February 21st Informal Response- Alleah Thornhill

Convolutions

Last time you did an exercise (convolutions and pooling) where you manually applied a 3x3 array as a filter to an image of two people ascending an outdoor staircase. Modify the existing filter and if needed the associated weight in order to apply your new filters to the image 3 times. Plot each result, upload them to your response, and describe how each filter transformed the existing image as it convolved through the original array and reduced the object size.

Original image:

Filter 1:

filter = [ [0, 1, 0], [1, -4, 1], [0, 1, 0]]

The first filter appears to highlight horizontal lines, in effect significantly darkening the original image.

Filter 2:

filter = [ [-1, -2, -1], [0, 0, 0], [1, 2, 1]]

This second filter appears to highlight vertical lines, causing them to stand out in stark contrast to the darkened background.

Filter 3:

filter = [ [-1, 0, 1], [-2, 0, 2], [-1, 0, 1]]

The third filter appears to highlight diagonal lines much more clearly than the previous two filters.

What are you functionally accomplishing as you apply the filter to your original array?

When we apply a filter to an array, we are functionally iterating over each pixel in the image and multiplying its neighbors by each of the values defined in the 3x3 radius of the filter. This leaves us with a resulting image that is impacted by having specific features of the image emphasized

Why is the application of a convolving filter to an image useful for computer vision?

This is useful for computer vision as it allows a model to use certain defining features of an object (such as the horizontal line that forms the sole of a shoe) to better assign objects versus when using a classifier.

Stretch goal: instead of using the misc.ascent() image from scipy, can you apply three filters and weights to your own selected image?

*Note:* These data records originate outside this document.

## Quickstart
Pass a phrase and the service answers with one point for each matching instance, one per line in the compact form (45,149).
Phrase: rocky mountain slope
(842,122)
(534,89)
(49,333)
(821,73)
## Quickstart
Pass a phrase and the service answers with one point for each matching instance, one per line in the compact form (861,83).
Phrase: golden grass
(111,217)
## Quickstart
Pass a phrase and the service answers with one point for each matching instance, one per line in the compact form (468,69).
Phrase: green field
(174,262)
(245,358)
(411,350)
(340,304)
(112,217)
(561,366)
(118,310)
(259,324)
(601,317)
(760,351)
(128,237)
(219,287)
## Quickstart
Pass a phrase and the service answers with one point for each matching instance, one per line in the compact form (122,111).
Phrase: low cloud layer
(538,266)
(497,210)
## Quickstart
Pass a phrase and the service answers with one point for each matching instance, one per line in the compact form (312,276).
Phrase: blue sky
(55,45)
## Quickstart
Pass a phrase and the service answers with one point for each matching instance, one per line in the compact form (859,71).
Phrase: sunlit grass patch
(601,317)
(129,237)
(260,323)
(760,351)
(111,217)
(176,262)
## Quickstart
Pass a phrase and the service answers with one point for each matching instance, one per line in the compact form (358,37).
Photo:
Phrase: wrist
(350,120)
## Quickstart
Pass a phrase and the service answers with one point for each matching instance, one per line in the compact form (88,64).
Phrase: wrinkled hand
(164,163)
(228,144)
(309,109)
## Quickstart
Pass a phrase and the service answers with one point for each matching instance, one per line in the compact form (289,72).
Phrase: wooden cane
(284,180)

Again describe the results.

Pooling

Another useful method is pooling. Apply a 2x2 filter to one of your convolved images, and plot the result.

Original vs. pooled image

In effect what have you accomplished by applying this filter? Does there seem to be a logic (i.e. maximizing, averaging or minimizing values?) associated with the pooling filter provided in the example exercise (convolutions & pooling)?

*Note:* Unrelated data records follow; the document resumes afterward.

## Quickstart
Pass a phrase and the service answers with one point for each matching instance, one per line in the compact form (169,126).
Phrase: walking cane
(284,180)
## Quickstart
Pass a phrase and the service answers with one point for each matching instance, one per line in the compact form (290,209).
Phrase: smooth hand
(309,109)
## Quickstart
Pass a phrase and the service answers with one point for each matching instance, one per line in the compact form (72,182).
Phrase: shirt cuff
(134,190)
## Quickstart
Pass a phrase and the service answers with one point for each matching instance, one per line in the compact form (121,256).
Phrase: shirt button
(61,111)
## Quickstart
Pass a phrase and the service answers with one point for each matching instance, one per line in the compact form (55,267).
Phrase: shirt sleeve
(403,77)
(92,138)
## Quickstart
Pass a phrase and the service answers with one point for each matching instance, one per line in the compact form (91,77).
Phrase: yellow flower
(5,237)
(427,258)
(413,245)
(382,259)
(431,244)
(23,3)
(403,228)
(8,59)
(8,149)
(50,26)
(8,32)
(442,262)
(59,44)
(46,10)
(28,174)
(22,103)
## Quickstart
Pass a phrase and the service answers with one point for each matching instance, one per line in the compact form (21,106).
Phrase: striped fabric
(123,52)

This filter had the effect of emphasizing the most important values that remained after applying the third filter, making most of the lines appear both thicker and in greater contrast than before. The logic behind the pooling filter is to reduce the overall size of the image by iterating over a 2x2 block of pixels and saving the highest value within this block; this preserves the most important features and points within the image.

Did the resulting image increase in size or decrease? Why would this method be useful?

The resulting image size was 1/4 that of the original. This is useful because it saves the amount of space needed to store iterations of images when working with large datasets, reducing the size of the resulting images by 75%.

Stretch goal: again, instead of using misc.ascent(), apply the pooling filter to one of your transformed images.